– Спасибо, фрау Хафнер. – Дорожка в сад манила, но все же я шагнула к лестнице. Пять минут нужны как раз на то, чтобы преодолеть путь до зала заседаний. – Почему Его Светлость не открыл совет?
Отец иногда так делал, не дожидаясь меня, если предполагалась рутина.
– Его Светлость уехал в Лангдорф к Верховному судье и вернется часа через два.
Плохо, что отца не будет на совете и он не поможет, но, с другой стороны, это означает, что сегодня не планируется решение безумно важных вопросов.
Перед смертью король назначил регентом моего отца. С тех пор он сидел рядом на совете и в Парламенте, визировал все указы неопытной королевы, но еще по какой-то причине король решил, что по достижении двадцати двух лет я преисполнюсь мудрости и благоразумия, и регент мне больше не понадобится, что и зафиксировал своим наивысшим указом, а это означало, что через месяц мой период ученичества закончится.
Переход к конституционной монархии шел тяжело, в основном, из-за Шона Рейнера, который затягивал реформу изо всех сил. Он хотел сохранить абсолютную монархию, но сторонников у него было мало, потому что все стремились в Евросоюз. Я привыкла опираться на мнение отца по всем вопросам, связанным с политикой, этикетом или управлением, и иногда выходило, что это я затягиваю переход, хотя вообще-то его поддерживала. Отец не любил спорить, и я тоже, но как-то так выходило, что его мнение побеждало чаще.
Именно поэтому, из-за нежелания споров и скандалов, я до сих пор не рассказала ему, что таких, как я, убивает инквизиция. Просто не знала, как это подать.
– Позвольте забрать. – Катарина потянулась к ветке, моему оправданию выезда из Холлертау, но я отвела руку и ринулась по лестнице.
– Канцлер что-нибудь говорил по поводу моей утренней прогулки? – Я чуть сбавила темп, чтобы не ворваться в зал запыхавшейся – несолидно для королевы.
– Он сетовал, что вы взяли мало охраны, но я напомнила ему ваши слова, что у нас самая безопасная страна в Европе и что монарх обязан на собственном примере демонстрировать подданным, что им нечего опасаться и они могут спокойно погулять в лесу.
Катарина произнесла это серьезно и убедительно, наверняка даже канцлер поддался ее обаянию. Конечно, звучало так себе, но ничего лучшего я не придумала. Мне требовалась возможность хоть раз в месяц выезжать на полчаса в лес, где я могла бы побыть в одиночестве.
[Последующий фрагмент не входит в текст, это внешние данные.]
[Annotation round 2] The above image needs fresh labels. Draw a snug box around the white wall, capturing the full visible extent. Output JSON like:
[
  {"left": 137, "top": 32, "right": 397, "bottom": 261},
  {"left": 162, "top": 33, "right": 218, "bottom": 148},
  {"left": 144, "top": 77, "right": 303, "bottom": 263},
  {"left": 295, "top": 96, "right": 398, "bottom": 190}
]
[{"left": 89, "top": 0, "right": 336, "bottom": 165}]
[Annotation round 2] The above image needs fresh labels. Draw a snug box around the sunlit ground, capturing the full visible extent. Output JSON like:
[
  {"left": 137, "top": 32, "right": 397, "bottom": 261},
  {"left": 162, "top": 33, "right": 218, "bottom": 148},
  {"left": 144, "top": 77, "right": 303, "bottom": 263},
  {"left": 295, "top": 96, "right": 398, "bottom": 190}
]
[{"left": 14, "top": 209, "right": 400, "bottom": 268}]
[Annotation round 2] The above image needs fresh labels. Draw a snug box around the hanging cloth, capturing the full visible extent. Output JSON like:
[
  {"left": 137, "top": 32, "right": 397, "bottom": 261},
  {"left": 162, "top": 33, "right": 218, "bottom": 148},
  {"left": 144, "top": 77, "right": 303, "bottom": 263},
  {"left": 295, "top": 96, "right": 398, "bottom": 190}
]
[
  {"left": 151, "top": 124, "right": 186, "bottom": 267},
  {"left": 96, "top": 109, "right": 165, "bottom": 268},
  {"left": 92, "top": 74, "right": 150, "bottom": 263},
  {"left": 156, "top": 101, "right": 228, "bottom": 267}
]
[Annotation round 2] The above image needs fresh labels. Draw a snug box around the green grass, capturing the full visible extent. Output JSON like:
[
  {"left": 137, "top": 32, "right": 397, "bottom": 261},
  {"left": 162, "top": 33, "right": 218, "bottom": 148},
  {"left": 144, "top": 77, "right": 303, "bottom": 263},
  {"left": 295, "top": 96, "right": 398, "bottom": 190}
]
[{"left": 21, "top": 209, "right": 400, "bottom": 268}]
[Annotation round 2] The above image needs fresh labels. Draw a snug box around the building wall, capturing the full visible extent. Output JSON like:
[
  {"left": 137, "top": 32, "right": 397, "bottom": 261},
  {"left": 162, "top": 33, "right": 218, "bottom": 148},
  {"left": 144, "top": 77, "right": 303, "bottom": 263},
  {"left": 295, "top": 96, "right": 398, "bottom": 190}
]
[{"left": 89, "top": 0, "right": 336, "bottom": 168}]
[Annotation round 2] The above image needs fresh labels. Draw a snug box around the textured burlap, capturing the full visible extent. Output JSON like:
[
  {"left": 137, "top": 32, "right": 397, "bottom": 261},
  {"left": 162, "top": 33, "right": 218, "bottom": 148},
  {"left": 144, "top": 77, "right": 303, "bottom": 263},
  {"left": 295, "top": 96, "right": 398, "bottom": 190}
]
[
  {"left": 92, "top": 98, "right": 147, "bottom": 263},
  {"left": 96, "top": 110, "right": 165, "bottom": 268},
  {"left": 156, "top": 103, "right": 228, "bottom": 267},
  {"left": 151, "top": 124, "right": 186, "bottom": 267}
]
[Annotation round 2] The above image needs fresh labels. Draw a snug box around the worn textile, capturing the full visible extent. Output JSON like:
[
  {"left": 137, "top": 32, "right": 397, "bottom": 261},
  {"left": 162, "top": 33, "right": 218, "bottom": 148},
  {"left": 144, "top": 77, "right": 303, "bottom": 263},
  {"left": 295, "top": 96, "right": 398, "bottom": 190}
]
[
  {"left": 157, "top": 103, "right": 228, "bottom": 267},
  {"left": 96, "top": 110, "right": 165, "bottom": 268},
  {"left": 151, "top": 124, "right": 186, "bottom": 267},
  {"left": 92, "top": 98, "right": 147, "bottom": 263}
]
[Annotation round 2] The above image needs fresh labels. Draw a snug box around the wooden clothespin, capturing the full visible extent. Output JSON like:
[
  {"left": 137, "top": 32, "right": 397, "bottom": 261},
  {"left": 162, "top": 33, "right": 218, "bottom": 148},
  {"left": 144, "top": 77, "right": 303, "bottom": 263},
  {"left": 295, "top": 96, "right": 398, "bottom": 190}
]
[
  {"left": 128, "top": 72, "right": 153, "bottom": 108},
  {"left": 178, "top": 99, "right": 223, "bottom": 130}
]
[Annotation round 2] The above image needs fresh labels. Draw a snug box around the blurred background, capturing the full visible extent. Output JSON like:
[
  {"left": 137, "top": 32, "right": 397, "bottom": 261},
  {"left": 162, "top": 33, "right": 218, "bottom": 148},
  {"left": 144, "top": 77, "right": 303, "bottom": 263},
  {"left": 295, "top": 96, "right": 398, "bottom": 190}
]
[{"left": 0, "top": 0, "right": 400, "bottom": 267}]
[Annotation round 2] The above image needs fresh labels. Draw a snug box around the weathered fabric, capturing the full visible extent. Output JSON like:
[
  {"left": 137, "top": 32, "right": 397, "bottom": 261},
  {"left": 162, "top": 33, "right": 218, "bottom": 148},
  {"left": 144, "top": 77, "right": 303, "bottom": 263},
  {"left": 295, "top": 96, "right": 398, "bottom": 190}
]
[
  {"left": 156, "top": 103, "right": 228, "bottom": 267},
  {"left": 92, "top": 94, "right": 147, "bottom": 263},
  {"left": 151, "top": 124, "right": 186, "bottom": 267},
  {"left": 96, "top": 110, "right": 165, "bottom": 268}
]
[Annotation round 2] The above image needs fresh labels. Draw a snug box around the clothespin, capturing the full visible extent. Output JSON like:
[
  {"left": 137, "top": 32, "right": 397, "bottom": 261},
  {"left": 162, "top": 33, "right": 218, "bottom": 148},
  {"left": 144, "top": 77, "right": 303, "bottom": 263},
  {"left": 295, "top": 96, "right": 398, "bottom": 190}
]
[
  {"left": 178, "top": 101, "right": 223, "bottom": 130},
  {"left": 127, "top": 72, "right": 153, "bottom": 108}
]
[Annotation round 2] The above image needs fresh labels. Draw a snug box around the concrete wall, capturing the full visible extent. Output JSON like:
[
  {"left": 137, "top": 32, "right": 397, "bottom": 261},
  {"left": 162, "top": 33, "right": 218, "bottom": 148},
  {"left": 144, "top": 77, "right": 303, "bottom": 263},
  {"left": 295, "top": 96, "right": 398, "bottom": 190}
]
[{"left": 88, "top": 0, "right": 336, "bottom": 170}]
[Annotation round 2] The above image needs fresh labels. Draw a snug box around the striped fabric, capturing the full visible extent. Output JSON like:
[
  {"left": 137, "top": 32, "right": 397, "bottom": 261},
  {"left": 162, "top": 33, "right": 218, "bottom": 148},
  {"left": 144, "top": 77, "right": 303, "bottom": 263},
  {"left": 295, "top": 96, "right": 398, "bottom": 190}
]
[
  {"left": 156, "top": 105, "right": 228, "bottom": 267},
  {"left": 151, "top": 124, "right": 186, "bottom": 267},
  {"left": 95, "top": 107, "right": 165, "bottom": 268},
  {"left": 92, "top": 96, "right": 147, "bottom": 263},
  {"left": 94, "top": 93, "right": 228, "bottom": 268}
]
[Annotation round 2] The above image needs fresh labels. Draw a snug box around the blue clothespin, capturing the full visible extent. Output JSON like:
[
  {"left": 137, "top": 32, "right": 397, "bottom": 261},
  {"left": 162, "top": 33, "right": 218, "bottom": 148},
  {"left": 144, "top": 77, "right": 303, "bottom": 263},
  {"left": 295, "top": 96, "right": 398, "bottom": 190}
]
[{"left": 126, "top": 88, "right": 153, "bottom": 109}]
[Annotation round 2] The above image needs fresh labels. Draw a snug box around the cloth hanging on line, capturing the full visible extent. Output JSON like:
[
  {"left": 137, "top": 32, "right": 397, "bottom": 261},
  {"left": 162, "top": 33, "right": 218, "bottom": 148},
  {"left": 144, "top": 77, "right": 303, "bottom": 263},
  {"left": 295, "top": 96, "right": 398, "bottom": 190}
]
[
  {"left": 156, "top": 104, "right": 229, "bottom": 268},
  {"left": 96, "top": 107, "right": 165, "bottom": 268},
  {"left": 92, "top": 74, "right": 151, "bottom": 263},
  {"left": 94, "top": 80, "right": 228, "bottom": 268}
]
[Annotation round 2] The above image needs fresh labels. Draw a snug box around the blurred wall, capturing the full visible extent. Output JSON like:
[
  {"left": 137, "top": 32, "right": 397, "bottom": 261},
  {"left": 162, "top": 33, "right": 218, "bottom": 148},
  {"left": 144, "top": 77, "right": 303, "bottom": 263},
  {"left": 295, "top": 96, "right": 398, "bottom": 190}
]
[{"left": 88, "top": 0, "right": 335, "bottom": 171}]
Катарина не сдержалась и расплылась в улыбке. Мы переглянулись с полным пониманием: никто и не думал обманывать канцлера, просто легкая игра слов.
Я шагнула к лестнице, раздумывая, под каким предлогом выманить из Лёф садовника. Покрутила в руках сухую ветку и отмела эту мысль: садовник не лесник, нужно что-то, связанное с парком Холлертау. На изучение парка в шестьсот гектаров мне понадобилось два года, и сейчас я знала каждый его уголок: центральная аллея, ведущая от главного входа дворца к искусственному пруду, была скучновата – фонтаны да лужайки, погибающие под тяжестью ландшафтного дизайна; куда интереснее было скрытое от глаз: Королевская арка, аллея мемориалов, жасминовые беседки и каштановая роща. Это все пряталось за стройными рядами кленов, осин и дубов вдоль центральной аллеи. Какой же предлог найти?
– На обед придет фрау Бадер, – заговорила Катарина, сверившись с планшетом. – У вас запланировано обсуждение тем для…
Мы почти проскочили лестницу, но тут я резко остановилась на самом верху и развернулась.
– Настурция теряет цвет, вам не кажется, фрау Хафнер? – заявила я. – Наши садовники перестарались с удобрениями.
Она остановилась рядом, ахнула и уставилась на ярко-красные цветы, в изобилии растущие по бокам от лестницы. Удивления на лице не вспыхнуло, поэтому я решила гнуть эту линию дальше.